Around 1.5mn Eastern Europeans, especially Poles, live in Britain and the region has the most direct economic links not only straight to the UK but also via the eurozone, which could be hit hard by a Brexit.
Poland, central Europe’s biggest market, will likely be hardest hit, with currency traders seeing little support for the zloty after central banker Jerzy Kropiwnicki signalled unwillingness to intervene until the zloty fell to 5 per euro.
It currently trades around 4.42 per euro.
The rising dollar and domestic woes dragged down currencies elsewhere too.
Russia’s rouble fell 0.8% to its weakest in almost two weeks against the greenback as oil prices slipped.
South Africa’s rand tumbled 1.1% after data showed the current account deficit widened in the first quarter of 2016 as exports slumped despite a recovery in the global prices of commodities and a weaker rand.

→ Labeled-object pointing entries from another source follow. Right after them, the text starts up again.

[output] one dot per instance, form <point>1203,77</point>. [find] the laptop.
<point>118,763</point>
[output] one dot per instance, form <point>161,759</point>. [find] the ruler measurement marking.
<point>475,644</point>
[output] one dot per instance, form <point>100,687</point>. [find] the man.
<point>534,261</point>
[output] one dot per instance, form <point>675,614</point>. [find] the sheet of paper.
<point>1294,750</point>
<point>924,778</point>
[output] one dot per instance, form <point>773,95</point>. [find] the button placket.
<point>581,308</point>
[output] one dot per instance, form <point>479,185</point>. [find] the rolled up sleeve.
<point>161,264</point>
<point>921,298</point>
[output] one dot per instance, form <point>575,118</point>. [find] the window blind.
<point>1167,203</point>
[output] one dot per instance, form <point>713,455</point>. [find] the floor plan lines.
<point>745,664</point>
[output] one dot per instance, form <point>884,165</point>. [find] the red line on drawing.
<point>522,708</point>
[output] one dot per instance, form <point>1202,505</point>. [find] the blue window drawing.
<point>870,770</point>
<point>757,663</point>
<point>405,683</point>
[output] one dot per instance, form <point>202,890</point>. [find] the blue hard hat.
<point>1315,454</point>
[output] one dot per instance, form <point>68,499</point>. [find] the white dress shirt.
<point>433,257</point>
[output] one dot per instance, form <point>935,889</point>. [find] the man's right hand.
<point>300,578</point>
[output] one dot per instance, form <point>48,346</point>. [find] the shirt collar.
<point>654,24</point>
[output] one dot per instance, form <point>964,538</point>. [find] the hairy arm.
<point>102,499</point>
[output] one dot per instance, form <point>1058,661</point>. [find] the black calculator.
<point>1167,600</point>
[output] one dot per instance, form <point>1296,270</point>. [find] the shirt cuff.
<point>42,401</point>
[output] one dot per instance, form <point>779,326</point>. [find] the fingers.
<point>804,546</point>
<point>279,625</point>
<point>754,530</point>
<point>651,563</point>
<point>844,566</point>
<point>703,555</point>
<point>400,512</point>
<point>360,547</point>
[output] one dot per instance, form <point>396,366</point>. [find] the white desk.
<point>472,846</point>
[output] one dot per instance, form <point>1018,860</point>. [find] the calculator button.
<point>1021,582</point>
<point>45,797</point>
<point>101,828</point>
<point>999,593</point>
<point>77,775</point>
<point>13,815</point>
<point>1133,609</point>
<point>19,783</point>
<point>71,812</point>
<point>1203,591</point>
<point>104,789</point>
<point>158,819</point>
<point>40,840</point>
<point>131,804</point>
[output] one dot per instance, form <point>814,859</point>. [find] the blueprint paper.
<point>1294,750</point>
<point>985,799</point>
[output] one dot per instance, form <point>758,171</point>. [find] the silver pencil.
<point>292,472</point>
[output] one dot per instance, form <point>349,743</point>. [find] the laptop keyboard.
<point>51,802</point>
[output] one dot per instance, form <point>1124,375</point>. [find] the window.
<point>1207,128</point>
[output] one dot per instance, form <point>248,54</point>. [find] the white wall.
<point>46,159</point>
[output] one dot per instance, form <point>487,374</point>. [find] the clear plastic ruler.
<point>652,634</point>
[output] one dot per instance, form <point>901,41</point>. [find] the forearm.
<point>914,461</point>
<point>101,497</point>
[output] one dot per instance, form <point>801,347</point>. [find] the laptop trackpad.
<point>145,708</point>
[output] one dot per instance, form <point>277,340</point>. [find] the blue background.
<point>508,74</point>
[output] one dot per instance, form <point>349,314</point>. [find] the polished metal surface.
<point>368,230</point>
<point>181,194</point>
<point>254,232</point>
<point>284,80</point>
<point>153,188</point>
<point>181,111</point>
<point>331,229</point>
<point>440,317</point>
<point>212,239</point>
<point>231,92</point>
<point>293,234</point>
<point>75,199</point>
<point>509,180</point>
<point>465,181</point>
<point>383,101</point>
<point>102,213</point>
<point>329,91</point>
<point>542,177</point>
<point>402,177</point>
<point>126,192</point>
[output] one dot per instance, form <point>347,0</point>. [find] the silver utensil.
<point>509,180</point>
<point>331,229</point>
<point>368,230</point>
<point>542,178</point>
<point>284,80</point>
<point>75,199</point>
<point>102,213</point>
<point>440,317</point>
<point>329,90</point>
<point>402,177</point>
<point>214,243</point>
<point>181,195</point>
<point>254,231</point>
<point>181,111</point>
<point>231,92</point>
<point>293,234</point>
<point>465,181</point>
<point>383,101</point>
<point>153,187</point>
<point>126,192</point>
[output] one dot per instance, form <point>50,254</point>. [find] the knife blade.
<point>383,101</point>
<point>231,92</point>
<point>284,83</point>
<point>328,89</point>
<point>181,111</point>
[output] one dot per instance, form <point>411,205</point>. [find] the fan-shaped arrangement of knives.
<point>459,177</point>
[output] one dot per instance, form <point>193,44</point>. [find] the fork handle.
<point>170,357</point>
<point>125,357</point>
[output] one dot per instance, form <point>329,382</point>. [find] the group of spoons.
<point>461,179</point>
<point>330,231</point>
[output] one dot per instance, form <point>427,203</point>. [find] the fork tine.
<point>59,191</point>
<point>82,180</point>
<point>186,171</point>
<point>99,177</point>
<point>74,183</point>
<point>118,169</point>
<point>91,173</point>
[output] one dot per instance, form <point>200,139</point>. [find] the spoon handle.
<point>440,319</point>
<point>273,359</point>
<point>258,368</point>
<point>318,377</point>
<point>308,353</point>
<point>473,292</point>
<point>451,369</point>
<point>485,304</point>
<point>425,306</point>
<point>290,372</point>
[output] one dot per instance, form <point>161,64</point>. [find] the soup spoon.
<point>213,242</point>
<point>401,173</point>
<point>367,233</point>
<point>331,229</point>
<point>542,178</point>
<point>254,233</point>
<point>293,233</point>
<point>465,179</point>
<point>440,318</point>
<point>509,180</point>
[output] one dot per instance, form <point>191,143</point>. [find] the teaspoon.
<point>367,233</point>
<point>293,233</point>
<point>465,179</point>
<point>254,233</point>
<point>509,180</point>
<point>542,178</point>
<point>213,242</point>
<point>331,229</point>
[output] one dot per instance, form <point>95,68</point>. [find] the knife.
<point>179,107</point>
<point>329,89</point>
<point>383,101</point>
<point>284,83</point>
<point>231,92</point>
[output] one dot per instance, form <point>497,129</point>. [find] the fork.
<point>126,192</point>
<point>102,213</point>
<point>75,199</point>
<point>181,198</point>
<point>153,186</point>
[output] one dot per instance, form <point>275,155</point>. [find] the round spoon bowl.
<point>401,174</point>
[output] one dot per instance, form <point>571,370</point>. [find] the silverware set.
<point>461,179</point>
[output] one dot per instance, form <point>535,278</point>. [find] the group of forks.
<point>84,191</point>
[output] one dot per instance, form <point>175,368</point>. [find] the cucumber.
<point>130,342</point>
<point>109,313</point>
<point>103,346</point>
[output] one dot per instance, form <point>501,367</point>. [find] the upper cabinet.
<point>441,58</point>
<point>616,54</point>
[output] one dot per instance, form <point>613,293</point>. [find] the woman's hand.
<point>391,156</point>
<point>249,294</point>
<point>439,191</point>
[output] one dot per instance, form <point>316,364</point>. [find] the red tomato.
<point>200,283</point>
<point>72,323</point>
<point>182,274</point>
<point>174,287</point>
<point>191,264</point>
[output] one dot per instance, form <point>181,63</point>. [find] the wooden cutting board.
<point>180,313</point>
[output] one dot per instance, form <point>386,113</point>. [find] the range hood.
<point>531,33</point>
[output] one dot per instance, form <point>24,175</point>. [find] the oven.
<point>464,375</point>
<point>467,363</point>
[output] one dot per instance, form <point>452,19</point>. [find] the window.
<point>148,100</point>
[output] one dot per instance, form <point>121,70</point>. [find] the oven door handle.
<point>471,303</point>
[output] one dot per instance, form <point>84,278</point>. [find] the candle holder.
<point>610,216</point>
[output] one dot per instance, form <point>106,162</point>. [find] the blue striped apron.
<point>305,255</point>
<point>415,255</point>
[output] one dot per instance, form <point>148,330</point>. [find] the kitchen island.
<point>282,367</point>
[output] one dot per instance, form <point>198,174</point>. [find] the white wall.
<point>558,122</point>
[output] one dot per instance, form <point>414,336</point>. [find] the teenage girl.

In Turkey, the lira weakened 0.6% as a top aide to Turkish President Tayyip Erdogan said he expected the central bank to cut interest rates further this month and shrugged off concerns about inflation.
Investors were also awaiting index provider MSCI’s decision on its latest rejig due later in the day.
MSCI is expected to announce on whether to include China A-shares as well as Pakistan and Saudi Arabia stocks in its emerging market benchmark.
Meanwhile Peru could see its bourse reclassified from the emerging to the frontier benchmark. Chinese mainland shares closed marginally higher.